A Food Desert in Foodie Seattle

Author(s)
Published on
July 26, 2011

Seattle is known as a haven for foodies, so it was something of a shameful surprise to discover that Seattle has a food desert in its own backyard.

The food desert is located in a pocket of industrial Seattle, and I stumbled on it in the course of reporting my 2010 California Endowment Health Journalism Fellowship project on community health along the Duwamish River Superfund site.

Residents in the neighborhoods along this polluted stretch of river face more than their share of diabetes, obesity, heart disease and asthma, a finding InvestigateWest published in a series of stories published on our own site, as well as in Seattlepi.com.

While poverty, pollution, lifestyle and other urban stressors undoubtedly contributed to those health outcomes, the unexplored nexus that connected many of these problems was food – or lack of access to a healthy diet.

So I went in search of a good grocery store in the community of South Park, and there wasn't one. The closest was just outside of town, across a busy highway and difficult to access without a car. The local discount store in town, at the time, had lots of canned goods, and a few anemic looking bananas.

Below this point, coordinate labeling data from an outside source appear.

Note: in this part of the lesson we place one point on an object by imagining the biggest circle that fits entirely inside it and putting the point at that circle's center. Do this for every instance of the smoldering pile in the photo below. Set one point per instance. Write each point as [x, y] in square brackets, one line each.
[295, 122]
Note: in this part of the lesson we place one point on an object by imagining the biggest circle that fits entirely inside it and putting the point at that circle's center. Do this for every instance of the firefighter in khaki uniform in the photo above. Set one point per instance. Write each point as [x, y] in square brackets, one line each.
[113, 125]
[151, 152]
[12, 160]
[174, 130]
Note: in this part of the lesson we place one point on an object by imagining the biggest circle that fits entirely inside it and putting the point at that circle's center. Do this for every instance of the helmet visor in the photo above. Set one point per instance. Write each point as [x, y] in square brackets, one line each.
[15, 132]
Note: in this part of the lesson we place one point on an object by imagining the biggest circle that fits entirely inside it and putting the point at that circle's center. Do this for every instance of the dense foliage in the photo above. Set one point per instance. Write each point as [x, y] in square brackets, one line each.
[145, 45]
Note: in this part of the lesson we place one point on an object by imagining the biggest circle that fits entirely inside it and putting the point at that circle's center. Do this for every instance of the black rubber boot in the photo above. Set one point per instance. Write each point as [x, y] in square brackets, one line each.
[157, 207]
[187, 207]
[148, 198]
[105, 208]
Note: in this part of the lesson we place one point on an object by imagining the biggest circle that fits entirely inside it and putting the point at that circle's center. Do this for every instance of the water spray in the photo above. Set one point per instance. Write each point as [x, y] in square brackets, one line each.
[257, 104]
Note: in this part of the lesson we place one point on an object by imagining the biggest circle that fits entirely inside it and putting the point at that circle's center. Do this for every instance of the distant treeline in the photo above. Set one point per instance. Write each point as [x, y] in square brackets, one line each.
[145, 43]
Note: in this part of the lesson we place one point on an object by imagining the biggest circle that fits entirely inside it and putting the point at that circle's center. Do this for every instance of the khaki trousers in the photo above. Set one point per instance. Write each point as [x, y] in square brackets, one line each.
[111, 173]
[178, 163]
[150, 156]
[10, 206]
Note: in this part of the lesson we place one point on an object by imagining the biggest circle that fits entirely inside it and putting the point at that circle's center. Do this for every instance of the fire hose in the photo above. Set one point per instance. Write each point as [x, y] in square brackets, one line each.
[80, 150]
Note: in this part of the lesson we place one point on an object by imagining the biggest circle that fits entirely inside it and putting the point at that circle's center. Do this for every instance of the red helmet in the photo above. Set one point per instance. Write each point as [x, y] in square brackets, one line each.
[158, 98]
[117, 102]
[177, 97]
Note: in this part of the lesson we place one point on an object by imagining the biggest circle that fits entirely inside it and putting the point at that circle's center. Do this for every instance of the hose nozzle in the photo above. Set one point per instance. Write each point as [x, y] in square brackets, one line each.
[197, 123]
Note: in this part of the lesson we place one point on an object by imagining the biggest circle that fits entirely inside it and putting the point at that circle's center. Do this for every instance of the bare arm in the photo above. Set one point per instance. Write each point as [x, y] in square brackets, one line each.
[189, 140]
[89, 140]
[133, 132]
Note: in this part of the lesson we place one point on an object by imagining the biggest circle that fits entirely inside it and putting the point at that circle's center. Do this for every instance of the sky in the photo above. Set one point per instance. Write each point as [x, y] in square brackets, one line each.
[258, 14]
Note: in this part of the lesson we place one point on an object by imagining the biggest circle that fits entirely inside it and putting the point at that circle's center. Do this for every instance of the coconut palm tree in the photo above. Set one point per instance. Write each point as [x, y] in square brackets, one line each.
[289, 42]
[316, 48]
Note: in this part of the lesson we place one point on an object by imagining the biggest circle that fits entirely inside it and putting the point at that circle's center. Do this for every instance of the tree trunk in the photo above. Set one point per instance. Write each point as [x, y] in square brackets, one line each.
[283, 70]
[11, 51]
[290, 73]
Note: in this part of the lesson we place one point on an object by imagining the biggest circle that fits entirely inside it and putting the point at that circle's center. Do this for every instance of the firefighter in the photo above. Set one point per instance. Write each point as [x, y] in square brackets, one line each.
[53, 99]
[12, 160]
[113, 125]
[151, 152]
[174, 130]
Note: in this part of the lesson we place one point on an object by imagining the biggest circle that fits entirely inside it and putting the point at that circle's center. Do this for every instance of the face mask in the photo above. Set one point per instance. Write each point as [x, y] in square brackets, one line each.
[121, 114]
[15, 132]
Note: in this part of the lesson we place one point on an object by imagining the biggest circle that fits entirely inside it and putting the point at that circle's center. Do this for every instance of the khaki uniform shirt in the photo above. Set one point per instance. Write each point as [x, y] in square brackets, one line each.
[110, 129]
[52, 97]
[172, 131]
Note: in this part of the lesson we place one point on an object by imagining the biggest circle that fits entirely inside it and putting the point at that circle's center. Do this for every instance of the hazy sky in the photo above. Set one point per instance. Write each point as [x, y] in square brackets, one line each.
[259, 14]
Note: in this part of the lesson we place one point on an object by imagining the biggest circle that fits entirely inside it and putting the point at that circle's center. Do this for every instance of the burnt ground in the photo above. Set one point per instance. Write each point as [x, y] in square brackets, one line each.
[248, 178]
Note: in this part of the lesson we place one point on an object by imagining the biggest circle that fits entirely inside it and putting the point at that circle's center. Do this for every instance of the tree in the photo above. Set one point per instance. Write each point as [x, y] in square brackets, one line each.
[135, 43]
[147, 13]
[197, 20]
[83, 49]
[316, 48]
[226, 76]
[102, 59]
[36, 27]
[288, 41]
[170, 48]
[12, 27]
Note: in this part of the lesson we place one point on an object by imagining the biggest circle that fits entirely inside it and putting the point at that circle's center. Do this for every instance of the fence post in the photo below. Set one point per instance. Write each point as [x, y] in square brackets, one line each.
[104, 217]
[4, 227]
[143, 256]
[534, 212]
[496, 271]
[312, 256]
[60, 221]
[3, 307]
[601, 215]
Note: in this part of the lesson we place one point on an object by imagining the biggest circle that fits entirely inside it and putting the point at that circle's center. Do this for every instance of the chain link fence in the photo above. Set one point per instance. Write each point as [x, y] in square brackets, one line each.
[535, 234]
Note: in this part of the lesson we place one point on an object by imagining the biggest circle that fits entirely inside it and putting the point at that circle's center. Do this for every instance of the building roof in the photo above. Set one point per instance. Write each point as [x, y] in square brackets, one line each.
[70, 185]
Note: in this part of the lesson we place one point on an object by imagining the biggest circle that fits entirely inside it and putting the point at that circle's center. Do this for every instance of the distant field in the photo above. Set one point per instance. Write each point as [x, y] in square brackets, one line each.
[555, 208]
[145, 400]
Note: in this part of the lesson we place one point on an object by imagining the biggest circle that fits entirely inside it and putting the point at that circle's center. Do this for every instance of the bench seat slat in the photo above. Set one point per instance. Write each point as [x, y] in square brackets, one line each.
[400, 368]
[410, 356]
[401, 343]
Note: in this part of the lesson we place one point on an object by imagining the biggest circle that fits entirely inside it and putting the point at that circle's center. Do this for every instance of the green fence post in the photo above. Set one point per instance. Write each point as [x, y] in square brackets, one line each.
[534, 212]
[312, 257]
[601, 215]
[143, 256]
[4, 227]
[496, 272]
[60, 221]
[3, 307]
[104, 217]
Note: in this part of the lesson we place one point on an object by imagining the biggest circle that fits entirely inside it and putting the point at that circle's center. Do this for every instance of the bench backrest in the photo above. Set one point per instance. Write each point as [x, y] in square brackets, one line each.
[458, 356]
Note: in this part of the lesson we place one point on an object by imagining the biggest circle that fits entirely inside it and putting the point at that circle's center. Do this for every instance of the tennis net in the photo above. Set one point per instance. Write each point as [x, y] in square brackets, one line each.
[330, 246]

Otherwise, there was little in the way of fresh or healthy food for residents of South Park and nearby communities, an irony given this river valley was once a rich food basket for a young, growing Seattle.

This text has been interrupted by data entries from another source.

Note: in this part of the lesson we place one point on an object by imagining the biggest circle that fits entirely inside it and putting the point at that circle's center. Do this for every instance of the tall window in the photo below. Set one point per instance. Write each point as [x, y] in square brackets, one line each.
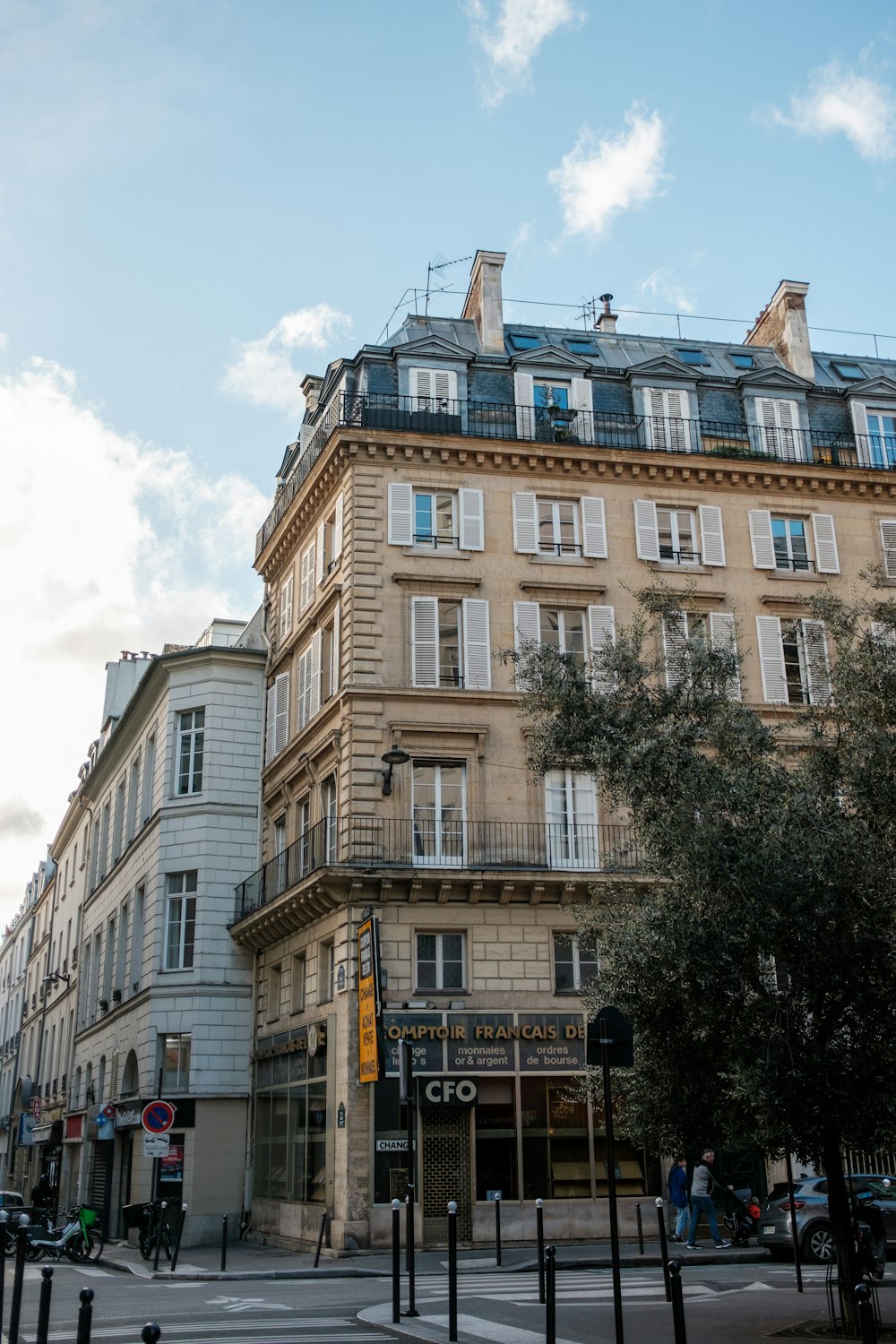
[191, 736]
[440, 806]
[180, 925]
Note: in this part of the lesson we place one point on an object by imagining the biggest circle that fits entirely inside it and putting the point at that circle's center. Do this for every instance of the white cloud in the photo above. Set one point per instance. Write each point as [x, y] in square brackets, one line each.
[511, 43]
[600, 177]
[840, 101]
[107, 543]
[263, 373]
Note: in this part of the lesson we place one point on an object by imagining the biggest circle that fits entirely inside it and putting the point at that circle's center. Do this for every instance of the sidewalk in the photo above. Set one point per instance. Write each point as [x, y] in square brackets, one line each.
[247, 1261]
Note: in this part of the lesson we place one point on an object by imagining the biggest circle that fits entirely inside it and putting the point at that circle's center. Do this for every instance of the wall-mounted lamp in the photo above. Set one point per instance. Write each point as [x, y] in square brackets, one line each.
[392, 757]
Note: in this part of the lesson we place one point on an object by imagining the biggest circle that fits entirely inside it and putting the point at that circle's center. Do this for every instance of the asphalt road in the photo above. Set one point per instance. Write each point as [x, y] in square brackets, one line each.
[723, 1303]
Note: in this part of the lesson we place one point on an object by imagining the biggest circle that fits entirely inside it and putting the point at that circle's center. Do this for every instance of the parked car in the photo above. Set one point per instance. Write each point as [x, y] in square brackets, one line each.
[813, 1219]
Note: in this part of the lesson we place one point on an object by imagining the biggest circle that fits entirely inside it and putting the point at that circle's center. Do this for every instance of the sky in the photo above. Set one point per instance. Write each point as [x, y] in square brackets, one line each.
[202, 201]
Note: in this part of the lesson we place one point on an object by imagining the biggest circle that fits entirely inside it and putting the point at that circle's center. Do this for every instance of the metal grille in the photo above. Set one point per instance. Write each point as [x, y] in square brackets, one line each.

Reporters often leave long-term projects with notebooks full of fallout findings – and this was one of those I wanted to follow up on. I had grown to know South Park and surrounding areas as proud, historic places working hard to restore both their reputation and their health. Residents of these neighborhoods are well known for their tenacious efforts to call corporate polluters and government foot-draggers to account. I figured, if there was a solution to the food desert problem, South Park residents would be working on it.

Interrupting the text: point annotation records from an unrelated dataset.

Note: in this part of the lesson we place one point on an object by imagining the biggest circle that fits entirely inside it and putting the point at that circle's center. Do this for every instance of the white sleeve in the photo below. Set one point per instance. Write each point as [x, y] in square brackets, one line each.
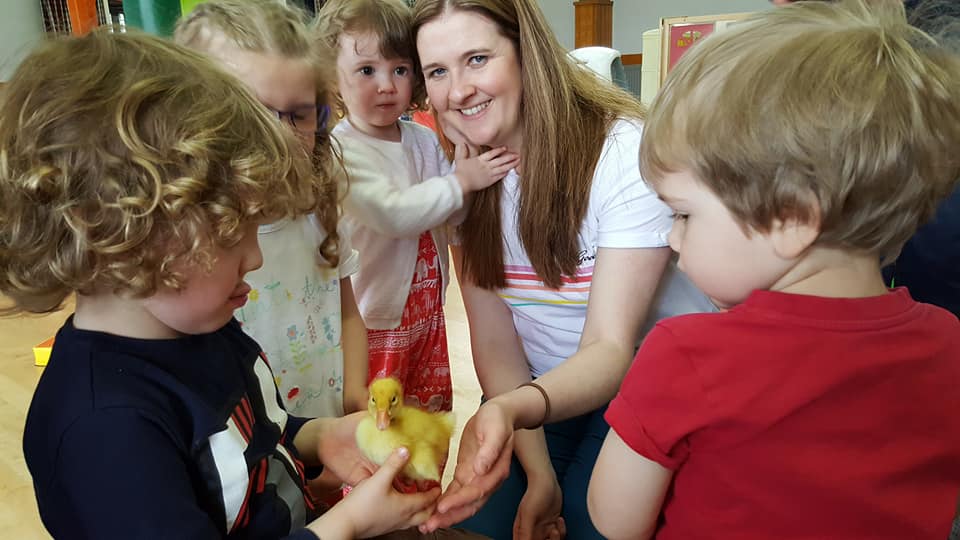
[349, 257]
[629, 213]
[377, 203]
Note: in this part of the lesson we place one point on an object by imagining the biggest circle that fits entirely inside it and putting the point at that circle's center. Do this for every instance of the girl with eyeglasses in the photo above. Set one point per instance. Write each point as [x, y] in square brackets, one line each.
[402, 194]
[302, 309]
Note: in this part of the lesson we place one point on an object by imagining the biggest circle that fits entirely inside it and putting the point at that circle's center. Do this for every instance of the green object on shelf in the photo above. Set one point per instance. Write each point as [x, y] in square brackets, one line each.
[187, 5]
[154, 16]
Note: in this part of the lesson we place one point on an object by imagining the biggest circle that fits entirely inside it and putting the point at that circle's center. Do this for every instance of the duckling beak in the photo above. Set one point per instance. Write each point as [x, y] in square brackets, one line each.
[383, 420]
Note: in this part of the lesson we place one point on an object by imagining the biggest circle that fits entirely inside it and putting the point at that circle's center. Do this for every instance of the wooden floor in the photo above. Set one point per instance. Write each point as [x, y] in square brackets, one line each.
[18, 378]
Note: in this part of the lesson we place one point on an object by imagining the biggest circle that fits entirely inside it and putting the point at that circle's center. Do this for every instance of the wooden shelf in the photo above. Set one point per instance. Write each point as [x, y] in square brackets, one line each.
[594, 23]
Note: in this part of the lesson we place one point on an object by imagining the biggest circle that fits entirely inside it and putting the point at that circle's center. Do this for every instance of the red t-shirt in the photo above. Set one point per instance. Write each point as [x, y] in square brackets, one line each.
[794, 416]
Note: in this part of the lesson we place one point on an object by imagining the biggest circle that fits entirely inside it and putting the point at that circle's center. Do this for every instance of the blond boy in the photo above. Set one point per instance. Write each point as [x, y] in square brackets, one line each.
[134, 173]
[797, 150]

And they were. This radio story, done as a collaboration between InvestigateWest and KUOW, shows how a volunteer-run, organic farm, smack in the middle of a nest of freeways, is helping provide organic produce and a healthy diet to residents of the communities along the Duwamish. And it shows how even providing fresh produce is sometimes not enough when a community is as internationally diverse as those along the river. It's taking creative problem solving on the part of multiple community organizations to try to get people to eat healthier diets.

One of InvestigateWest's missions is to highlight solutions to the social problems that we and other reporting organizations uncover in the course of our work. We also want to spread information about what's working as widely as possible so people facing similar challenges can learn from, adapt or adopt such solutions in their own communities.

With that in mind, InvestigateWest mounted a strategic social media campaign to help get the word out about how South Park was fixing its food desert. We identified about a dozen key words from the story to include in our Tweets, as well as relevant hashtags that could direct the links to ongoing conversation threads. In addition, we contacted our sources and sent messages to community leaders, and known social media "influencers' who could help pass the word along. We coordinated the campaign with KUOW's social media manager and Tweeted links to both KUOW and InvestigateWest.

That approach paid off. After the "Duwamish Neighborhoods Are A Food Desert In Foodie Seattle" campaign, our Twitter followers reached an all-time high. We observed a 70.65% increase in traffic during the week the package was released, achieving the highest traffic yet recorded for our site. KUOW's page also saw healthy traffic to the story, with the average time spent per page view exceeding 4 minutes.

That was a gratifying outcome for a story that might otherwise have been left on the "cutting room floor" of a major project.